Butternut Squash Soup with Coconut Milk

Wine Commentary by Gary Twining

A twist on traditional butternut soup, with coconut milk to up the flavor ante. To safely cut through butternut squash, I use a somewhat unconventional method. I place a knife on the length of the squash, and gently tap the back of the knife with a mallet. The knife slides right through with no risk of nicking my fingers. Don’t use your most expensive knife for this kitchen hack, but do use your sharpest.

1 TBS olive oil

1 small onion, minced

1 clove garlic, minced

1 TBS minced fresh ginger

4 cups chicken stock

3 cups water

1 tsp salt

1 large butternut squash, peeled and cubed

1 sweet potato

1 russet potato

1 bay leaf

1/2 tsp dried thyme

1 can coconut milk

Sour cream, for garnish

Heat oil in a Dutch oven. Add onion and sauté until softened. Add garlic and ginger. Cook until softened. Add stock, water, salt, squash, potatoes, bay leaf and thyme. Bring to a boil. Reduce heat to low, cover and simmer 20 minutes or until squash is tender. Remove bay leaf. Stir in coconut milk and heat through. Puree in batches in food processor or use an immersion blender to puree. Garnish with a dollop of sour cream, if desired. Serves 4 to 6.

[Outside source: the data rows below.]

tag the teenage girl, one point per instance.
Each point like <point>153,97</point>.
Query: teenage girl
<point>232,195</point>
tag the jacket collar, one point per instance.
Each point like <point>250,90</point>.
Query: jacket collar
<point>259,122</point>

Gary: A richer, more textured soup with earthy notes from the squash would call for a flavorful white wine, such as an unoaked Chardonnay; look to Washington State, California, Ohio or the Mâcon region of France. Soave with its texture and moderated acidity would be a good pairing, as would a white from Italy’s Campania region (Fiano or Greco) if you want to echo the earthiness of the soup.